Challenging the Law in India with Flavia Agnes: Women’s Struggle for Equality Post-Gujarat
Posting Date: 11 May 04
Author(s): Alison McCuaig, SAP Secretariat
Report Background:
Ms. Agnes is a lawyer of the Bombay High Court and founder of Majlis, a legal and cultural resource centre in Mumbai, India. She has participated for more than 20 years in the Indian women’s movement and was inspired to become a lawyer in the context of defending her own rights as a battered woman in the Indian court system. She appeared before the Sri Krishna Commission inquiry into the 1992 riots in the Indian cities of Mumbai and Berhampada to raise issues of minority rights and gender equality in the context of such emergencies.
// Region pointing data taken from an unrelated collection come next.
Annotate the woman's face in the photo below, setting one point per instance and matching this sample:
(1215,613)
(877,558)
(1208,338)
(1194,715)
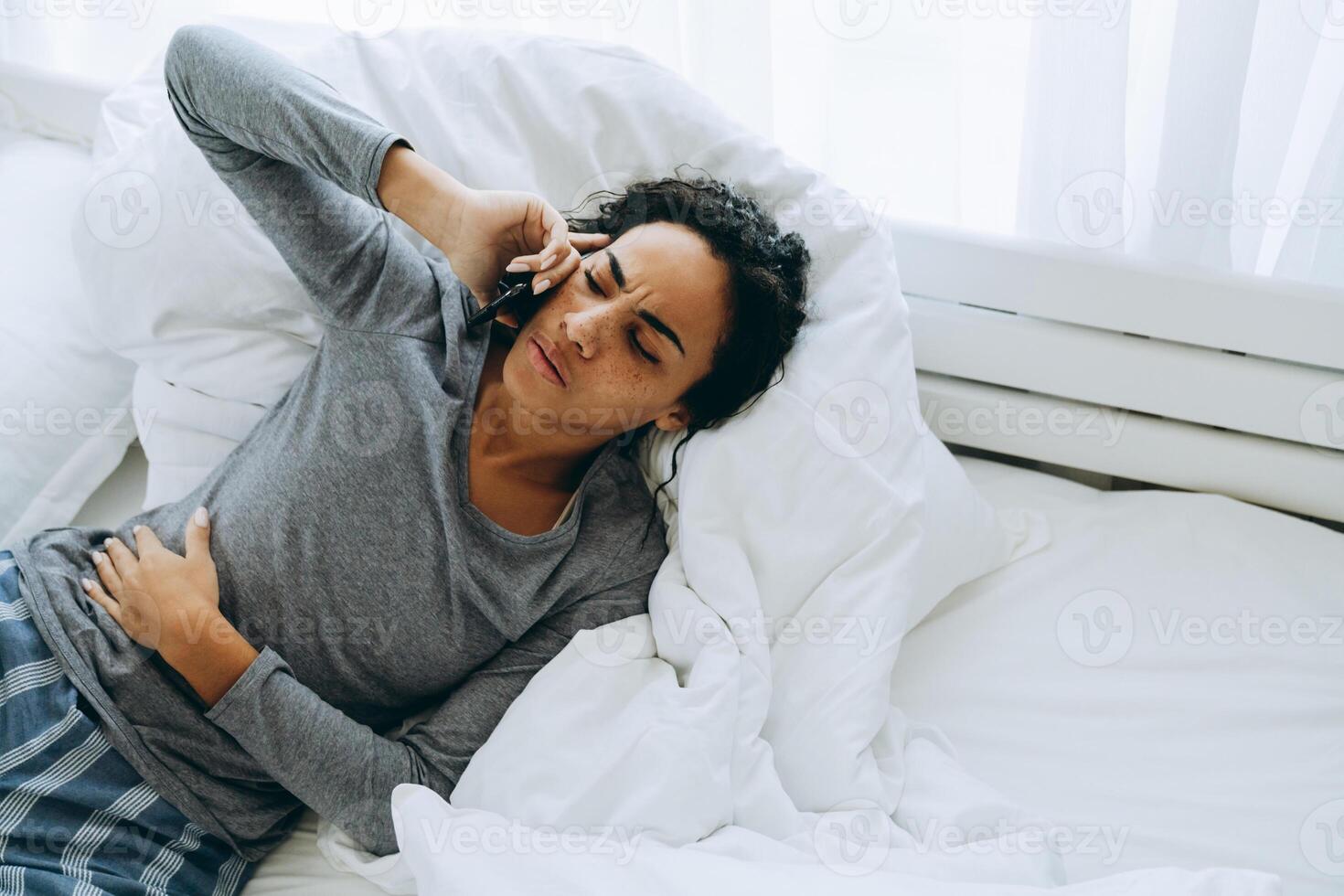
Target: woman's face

In 1999, Oxford University Press published her book, Law and Gender Inequality: the Politics of Women’s Rights in India. Ms. Agnes is one of many voices in the women’s movement of India. She and several other professional women founded Majlis in 1990 to address issues of pluralism, minority identity, and the cultural context of minorities within larger movements.
Ms. Agnes spoke about the origins of the modern women’s movement in India, dowry deaths as domestic violence, her critique of the movement’s demand for a uniform civil code, and the response of the movement to the Mumbai and Gujarat riots. She then answered questions from the participants.